XRPがあれが、この問題点を解決できます。現実的にも、リップル社はスムーズな金銭的な取引ができるように、発行量も1000億程度で既に発行しています。これは、いわゆる仮想通貨に分類されるものでは非常に大きな数です。上記のビットコインの例で述べれば、わずか2100万枚しか存在しません。特に、近年で仮想通貨は投資や投機の対象として考えられている傾向もあるため、多く発行してしまうとそれだけ需要が下がってしまうという背景もあります。それにもかかわらず、多くの枚数を発行しているのは世界的に流通しても問題ないように考えているからです。

また、もう1つ重要な問題として決済速度そのものの問題点があります。仮に、多国間で金銭のやり取りを行う場合には、時差や営業時間の問題もあって、お金を振り込む速度が物理的に遅くなってしまうという問題点が生まれます。海外送金を行っても、実際に相手に届くのは何日もしてから後ということも珍しくありません。こういった問題点を簡単に解決できるのも、XRPの大きなメリットです。

現実的にも、この通貨はこういった現在存在している通貨間の橋渡しのような役割で提供されています。こういった機能を、ブリッジ機能といいます。通貨単位が異なる国家間の取引であっても、XRPを利用することで簡単に解決できるようにしているのです。機能的な側面でも、この通貨はビットコインなどとの仮想通貨とは若干異なります。例えば、ビットコインは安全性を考慮した取引ができるようにブロックチェーンという技術を利用しています。ブロックチェーンは、ネットワーク上に存在するユーザーが取引の承認を行うことによって成り立つものであるため、そこにいる全員が台帳に記録を行うことができる仕組みになっています。
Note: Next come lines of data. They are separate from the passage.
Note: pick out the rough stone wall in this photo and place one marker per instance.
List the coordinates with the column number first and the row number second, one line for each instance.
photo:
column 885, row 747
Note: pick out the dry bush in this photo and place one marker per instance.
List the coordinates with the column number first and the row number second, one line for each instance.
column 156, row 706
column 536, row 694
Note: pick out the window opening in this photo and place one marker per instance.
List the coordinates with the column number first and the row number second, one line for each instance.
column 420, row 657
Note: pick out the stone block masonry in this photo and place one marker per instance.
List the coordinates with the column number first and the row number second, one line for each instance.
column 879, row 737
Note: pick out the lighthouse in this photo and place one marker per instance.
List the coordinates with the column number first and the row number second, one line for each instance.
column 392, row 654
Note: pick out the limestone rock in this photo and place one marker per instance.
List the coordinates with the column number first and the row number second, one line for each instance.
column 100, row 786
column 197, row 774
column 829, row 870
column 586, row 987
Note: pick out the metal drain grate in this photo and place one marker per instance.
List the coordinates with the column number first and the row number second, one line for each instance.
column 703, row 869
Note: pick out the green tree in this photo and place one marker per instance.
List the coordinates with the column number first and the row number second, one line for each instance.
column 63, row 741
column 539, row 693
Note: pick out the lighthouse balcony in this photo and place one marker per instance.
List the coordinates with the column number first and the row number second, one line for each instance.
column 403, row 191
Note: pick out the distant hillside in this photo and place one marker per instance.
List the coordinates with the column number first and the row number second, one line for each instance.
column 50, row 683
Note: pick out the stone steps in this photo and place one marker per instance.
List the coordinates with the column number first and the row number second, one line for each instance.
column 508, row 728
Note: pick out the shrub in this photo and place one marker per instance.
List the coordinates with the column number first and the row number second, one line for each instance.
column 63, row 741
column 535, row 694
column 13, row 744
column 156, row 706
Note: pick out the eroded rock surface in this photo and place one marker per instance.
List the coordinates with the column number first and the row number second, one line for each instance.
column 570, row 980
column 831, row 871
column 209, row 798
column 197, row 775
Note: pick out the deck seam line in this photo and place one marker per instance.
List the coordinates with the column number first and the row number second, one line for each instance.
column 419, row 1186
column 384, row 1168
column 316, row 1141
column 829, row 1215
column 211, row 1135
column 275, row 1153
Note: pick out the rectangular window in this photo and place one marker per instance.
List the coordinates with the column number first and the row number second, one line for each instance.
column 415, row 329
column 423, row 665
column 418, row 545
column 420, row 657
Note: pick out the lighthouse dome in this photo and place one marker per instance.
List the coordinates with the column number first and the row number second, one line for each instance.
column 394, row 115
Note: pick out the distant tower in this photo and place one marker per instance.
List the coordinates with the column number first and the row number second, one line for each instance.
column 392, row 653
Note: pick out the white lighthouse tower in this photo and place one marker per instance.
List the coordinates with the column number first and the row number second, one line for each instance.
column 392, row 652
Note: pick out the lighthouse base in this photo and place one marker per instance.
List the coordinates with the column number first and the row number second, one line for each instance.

非常にセキュリティ性が高く、サーバーなどが存在しないため外部からの攻撃を受ける心配もありません。これは、個人間であっても容易にできるという特徴があります。反対に、XRPで利用されているブロックチェーンの技術は、あくまでも銀行などの金融機関やそれを利用する法人向けの台帳として存在しています。ですから、より専門的なセキュリティ性を持っているといえます。

具体的な取引時間も、非常に高速です。ビットコインは、取引時間が約1時間程度必要になるのに対して、この通貨では4秒程度が平均です。1秒当たりの処理速度に換算するとビットコインは平均すると3回から6回程度に収まりますが、この通貨の場合は実に1000回にも及びます。つまり、決済速度がデータ上も非常に高速であるということがわかります。もちろん、他の通貨と同様に投資や投機ができないわけではありません。分類としてはビットコインと同じように仮想通貨として解釈することができますので、この通貨を入手すると価格の変動によって所有している人は利益を得られる仕組みになっています。

実は、将来に関しても非常に期待されています。これは、世界各国の大手企業やIT企業がこの通貨の支援に名乗りを上げているからです。日本国内の銀行からもこの通貨を利用する国際送金を行うように支援を表明するところも出たくらいです。決済システムとして確立されれば、グローバルな取引の革命的な役割を果たすことになるでしょう。